EX-3.1 2 d90696dex31.htm EX-3.1 EX-3.1

Exhibit 3.1

AMENDED AND RESTATED CERTIFICATE OF INCORPORATION

OF

INOZYME PHARMA, INC.

I.

The name of the corporation is Inozyme Pharma, Inc. (hereinafter called the “Corporation”).

II.

The address of the Corporation’s registered office in the State of Delaware is 251 Little Falls Drive, City of Wilmington, County of New Castle, 19808 or in such other location as the board of directors of the Corporation (the “Board”) may from time to time determine or the business of the Corporation may require. The Corporation’s registered agent for service of process at such address is Corporation Service Company.

III.

The purpose of the Corporation is to engage in any lawful act or activity for which a corporation may be organized under the Delaware General Corporation Law.

IV.

The Corporation is authorized to issue only one class of stock, to be designated common stock (the “Common Stock”). The total number of shares of Common Stock presently authorized is 1,000, each having a par value of $0.001 per share.

V.

A. The management of the business and the conduct of the affairs of the Corporation shall be vested in its Board. The number of directors which shall constitute the whole Board shall be fixed by the Board in the manner provided in the bylaws.

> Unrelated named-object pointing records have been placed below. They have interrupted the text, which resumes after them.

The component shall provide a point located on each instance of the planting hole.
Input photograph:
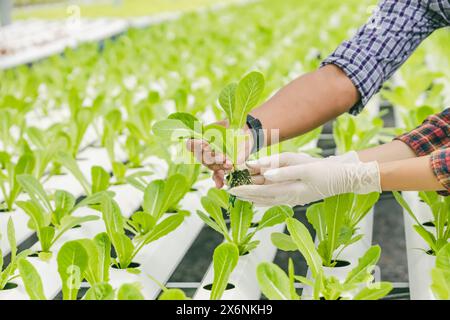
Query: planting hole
(9, 286)
(229, 286)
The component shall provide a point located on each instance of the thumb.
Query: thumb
(290, 173)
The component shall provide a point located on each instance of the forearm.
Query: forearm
(414, 174)
(307, 102)
(392, 151)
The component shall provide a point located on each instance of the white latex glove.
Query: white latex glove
(305, 183)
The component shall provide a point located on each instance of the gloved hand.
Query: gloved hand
(300, 184)
(259, 166)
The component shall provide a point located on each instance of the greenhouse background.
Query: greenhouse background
(95, 207)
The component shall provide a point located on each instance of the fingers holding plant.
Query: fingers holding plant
(224, 146)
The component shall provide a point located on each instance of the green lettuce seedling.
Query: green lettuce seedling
(440, 208)
(336, 221)
(8, 176)
(8, 273)
(146, 225)
(275, 284)
(440, 275)
(236, 100)
(51, 219)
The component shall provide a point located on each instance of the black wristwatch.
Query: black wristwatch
(257, 131)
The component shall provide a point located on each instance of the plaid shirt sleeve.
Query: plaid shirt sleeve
(383, 44)
(433, 138)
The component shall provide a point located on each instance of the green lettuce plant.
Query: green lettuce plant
(352, 133)
(45, 153)
(440, 275)
(225, 259)
(8, 273)
(31, 280)
(51, 219)
(440, 208)
(241, 216)
(358, 283)
(162, 195)
(8, 176)
(236, 100)
(336, 222)
(146, 227)
(100, 178)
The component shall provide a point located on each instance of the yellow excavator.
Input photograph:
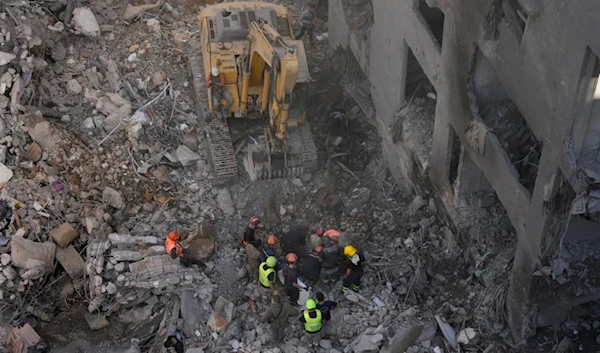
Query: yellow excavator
(265, 70)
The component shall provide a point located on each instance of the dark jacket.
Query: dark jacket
(278, 314)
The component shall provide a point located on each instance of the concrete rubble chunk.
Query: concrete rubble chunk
(120, 239)
(221, 316)
(403, 338)
(5, 58)
(73, 87)
(64, 234)
(29, 254)
(202, 248)
(186, 156)
(85, 22)
(112, 197)
(5, 174)
(71, 261)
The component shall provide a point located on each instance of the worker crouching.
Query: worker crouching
(312, 318)
(174, 249)
(354, 269)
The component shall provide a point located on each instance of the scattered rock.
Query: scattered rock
(202, 248)
(186, 156)
(5, 58)
(71, 261)
(5, 174)
(29, 254)
(85, 22)
(112, 197)
(221, 316)
(73, 87)
(64, 234)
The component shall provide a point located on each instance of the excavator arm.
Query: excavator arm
(280, 71)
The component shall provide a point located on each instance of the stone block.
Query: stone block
(29, 254)
(221, 316)
(71, 261)
(64, 234)
(202, 248)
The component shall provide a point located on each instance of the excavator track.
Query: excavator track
(218, 137)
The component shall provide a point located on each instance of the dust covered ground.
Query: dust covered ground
(116, 153)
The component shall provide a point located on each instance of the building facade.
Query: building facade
(491, 97)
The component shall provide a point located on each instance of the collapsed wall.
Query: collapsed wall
(471, 108)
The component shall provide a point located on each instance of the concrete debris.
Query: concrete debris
(186, 156)
(85, 22)
(112, 197)
(221, 316)
(64, 234)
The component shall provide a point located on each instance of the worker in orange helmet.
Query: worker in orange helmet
(269, 247)
(174, 249)
(290, 273)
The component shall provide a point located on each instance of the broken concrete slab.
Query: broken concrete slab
(64, 234)
(192, 313)
(403, 338)
(186, 156)
(29, 254)
(96, 321)
(112, 197)
(71, 261)
(221, 316)
(85, 22)
(5, 174)
(202, 248)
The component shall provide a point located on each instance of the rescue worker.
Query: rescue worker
(354, 269)
(310, 266)
(312, 318)
(268, 248)
(325, 306)
(249, 237)
(267, 274)
(332, 256)
(308, 19)
(294, 241)
(315, 239)
(174, 249)
(216, 81)
(290, 273)
(278, 315)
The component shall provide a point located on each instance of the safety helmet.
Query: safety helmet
(291, 257)
(349, 250)
(271, 261)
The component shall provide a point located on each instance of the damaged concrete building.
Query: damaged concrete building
(486, 99)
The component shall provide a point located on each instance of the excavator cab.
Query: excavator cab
(264, 69)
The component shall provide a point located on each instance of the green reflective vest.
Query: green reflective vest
(263, 274)
(313, 324)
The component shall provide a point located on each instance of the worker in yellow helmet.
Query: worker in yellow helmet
(354, 262)
(312, 318)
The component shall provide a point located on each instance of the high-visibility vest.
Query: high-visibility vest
(173, 244)
(263, 274)
(313, 324)
(331, 233)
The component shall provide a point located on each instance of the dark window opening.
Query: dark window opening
(434, 18)
(502, 116)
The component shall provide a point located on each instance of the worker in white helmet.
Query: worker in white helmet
(216, 81)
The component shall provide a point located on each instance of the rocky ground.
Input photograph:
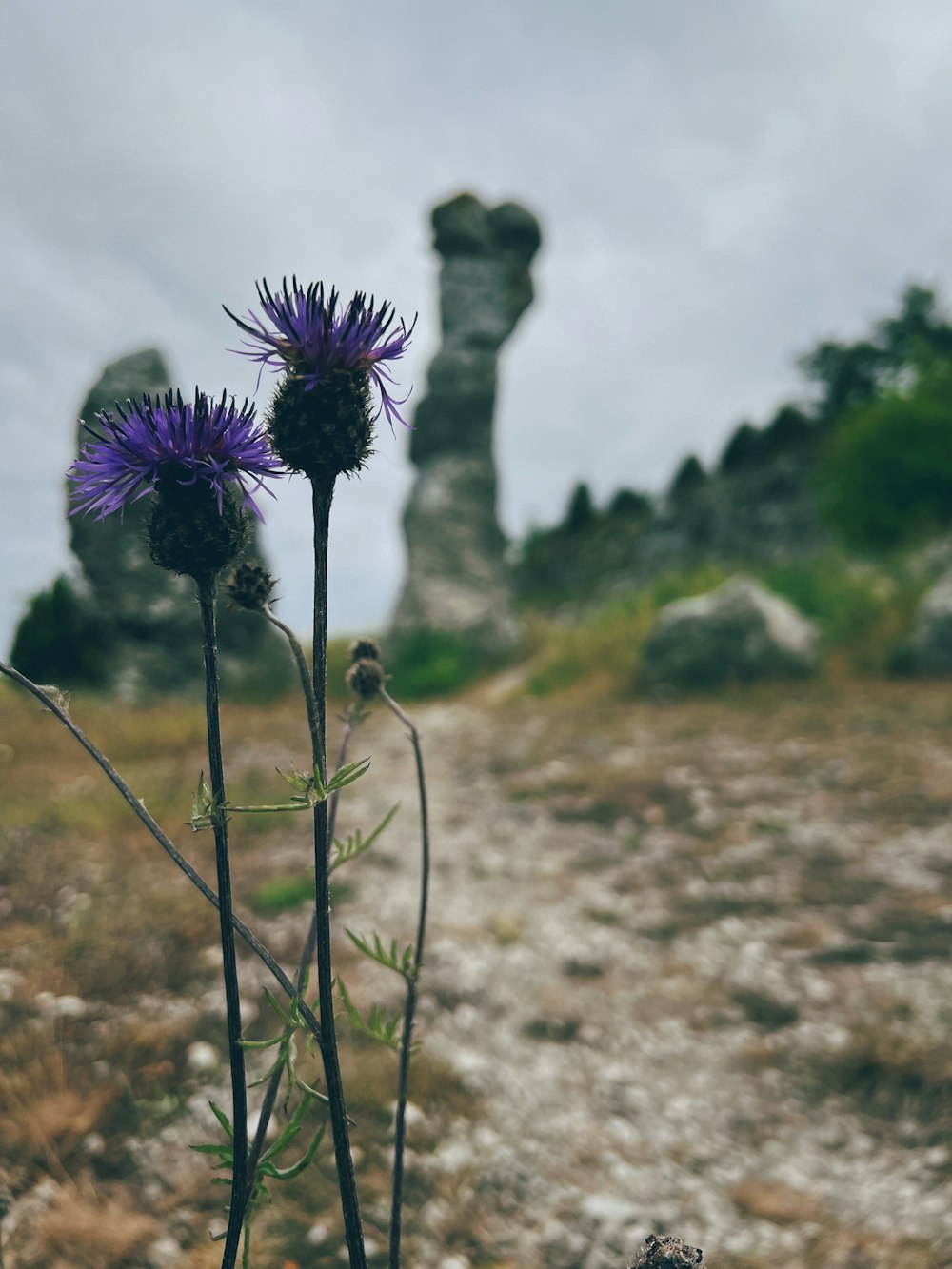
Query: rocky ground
(688, 972)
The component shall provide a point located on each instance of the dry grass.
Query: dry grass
(93, 909)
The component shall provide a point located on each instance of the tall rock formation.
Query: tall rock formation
(133, 628)
(457, 579)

B. Directors shall be elected at each annual meeting of stockholders to hold office until the next annual meeting. Each director shall hold office either until the expiration of the term for which elected or appointed and until a successor has been elected and qualified, or until such director’s death, resignation or removal. No decrease in the number of directors constituting the Board shall shorten the term of any incumbent director.

C. No person entitled to vote at an election for directors may cumulate votes to which such person is entitled unless required by applicable law at the time of such election.

D. Subject to any limitations imposed by applicable law, the Board or any director may be removed from office at any time, with or without cause, by the affirmative vote of the holders of a majority of the voting power of all then outstanding shares of capital stock of the Corporation entitled to vote generally at an election of directors.


E. The Board is expressly empowered to adopt, amend, or repeal the bylaws of the Corporation. The stockholders shall also have power to adopt, amend, or repeal the bylaws of the Corporation; provided, however, that, in addition to any vote of the holders of any class or series of stock of the Corporation required by law or by this Certificate of Incorporation, such action by stockholders shall require the affirmative vote of the holders of at least a majority of the voting power of all of the then-outstanding shares of the capital stock of the Corporation entitled to vote generally in the election of directors, voting together as a single class.

F. Unless and except to the extent that the bylaws of the Corporation shall so require, the election of directors of the Corporation need not be by written ballot.

VI.

A. To the fullest extent permitted by the General Corporation Law of the State of Delaware as the same exists or as may hereafter be amended, a director of the Corporation shall not be personally liable to the Corporation or its stockholders for monetary damages for breach of fiduciary duty as a director.

B. The Corporation shall indemnify to the fullest extent permitted by law any person made or threatened to be made a party to an action or proceeding, whether criminal, civil, administrative or investigative, by reason of the fact that such person or his or her testator or intestate is or was a director, officer or employee of the Corporation, or any predecessor of the Corporation, or serves or served at any other enterprise as a director, officer or employee at the request of the Corporation or any predecessor to the Corporation.

C. Neither any amendment nor repeal of this Article VI, nor the adoption of any provision of the Corporation’s Certificate of Incorporation inconsistent with this Article VI, shall eliminate or reduce the effect of this Article VI, in respect of any matter occurring, or any action or proceeding accruing or arising or that, but for this Article VI, would accrue or arise, prior to such amendment, repeal, or adoption of an inconsistent provision.

VII.

The Corporation reserves the right to amend, alter, change or repeal any provision contained in this Amended and Restated Certificate of Incorporation in the manner now or hereafter prescribed by statute, and all rights conferred upon the stockholders herein are granted subject to this reservation.